Posted: September 29, 2010 Filed under: haiku, Uncategorized | Tags: haiku, Rilke 5 Comments »While giving a workshop on haiku to teachers in Richmond on a recent Saturday afternoon, one of the teachers asked how to evaluate whether a haiku is “good” or not. My answer – that haiku, like all poetry, is intuitive and touches you in inexplicable ways – failed to satisfy the desire for some objective criteria. I had written a long list of common elements of haiku on the board and emphasized that those were to be used as tools – not as strict rules – for writing haiku. The problem in evaluating haiku is that some poems that meet all of the objective criteria for “good” haiku might still fall flat, while some of the very best haiku might lack some of the key criteria on the list. So, what makes a good haiku? Who can judge the quality of a poem?
One teacher suggested that if a student’s poem fails to get a positive reaction from the rest of the students in a particular classroom, then it is not a good poem regardless of how much the student who wrote the poem likes his own work. Aaagh. No! Wait! I may not be able to give a satisfyingly clear answer to the first question of what makes a “good” haiku, but on this point I am adamant; if a student likes his own haiku, that is a successful poem. A poet writes first to please himself; whether the poem touches other people in a profound way is secondary – it is wonderful, of course, but still secondary to the initial joy of satisfying your own need to write.
This past week I read Rainer Maria Rilke’s Letters to a Young Poet, in which he offers the following advice to an aspiring poet:
You ask whether your verses are good. You ask me. You have asked others before. You send them to magazines. You compare them with other poems, and you are disturbed when certain editors reject your efforts. Now (since you have allowed me to advise you) I beg you to give up all that. You are looking outward, and that above all you should not now do. Nobody can counsel and help you, nobody. There is only one single way. Go into yourself.

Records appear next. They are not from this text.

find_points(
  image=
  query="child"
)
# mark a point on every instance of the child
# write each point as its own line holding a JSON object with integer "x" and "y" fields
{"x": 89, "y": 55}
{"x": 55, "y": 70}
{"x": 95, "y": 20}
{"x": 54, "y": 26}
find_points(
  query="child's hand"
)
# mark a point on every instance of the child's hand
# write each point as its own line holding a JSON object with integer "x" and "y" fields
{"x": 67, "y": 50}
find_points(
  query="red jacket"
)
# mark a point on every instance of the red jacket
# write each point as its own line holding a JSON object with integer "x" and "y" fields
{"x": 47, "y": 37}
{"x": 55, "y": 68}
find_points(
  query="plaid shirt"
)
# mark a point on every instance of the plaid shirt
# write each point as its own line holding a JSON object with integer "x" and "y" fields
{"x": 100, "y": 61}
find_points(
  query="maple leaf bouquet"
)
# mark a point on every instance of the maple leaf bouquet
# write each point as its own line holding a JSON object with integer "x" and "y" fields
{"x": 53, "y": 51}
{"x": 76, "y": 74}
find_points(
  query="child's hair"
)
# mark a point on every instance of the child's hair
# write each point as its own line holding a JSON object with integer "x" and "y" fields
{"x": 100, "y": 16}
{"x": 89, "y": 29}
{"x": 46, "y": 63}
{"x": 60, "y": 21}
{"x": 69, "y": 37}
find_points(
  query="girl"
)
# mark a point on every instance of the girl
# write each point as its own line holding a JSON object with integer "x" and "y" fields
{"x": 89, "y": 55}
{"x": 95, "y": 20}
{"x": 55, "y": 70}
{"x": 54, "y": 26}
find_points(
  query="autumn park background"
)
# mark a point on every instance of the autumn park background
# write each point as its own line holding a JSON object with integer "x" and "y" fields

Rilke goes on in this series of letters to advise the young poet to trust himself, to write of common everyday things from his own life experience, and to read great literature. It is natural to want to rate our work, to see how our own efforts stack up in comparison to the poems of our classmates or of the whole literary world. Rilke’s advice is right on, though, and a good reminder not only to teachers and students, but to all writers. Trust yourself. Don’t let anyone else – critics, editors, classmates – dampen the pleasure you take in creating your poems.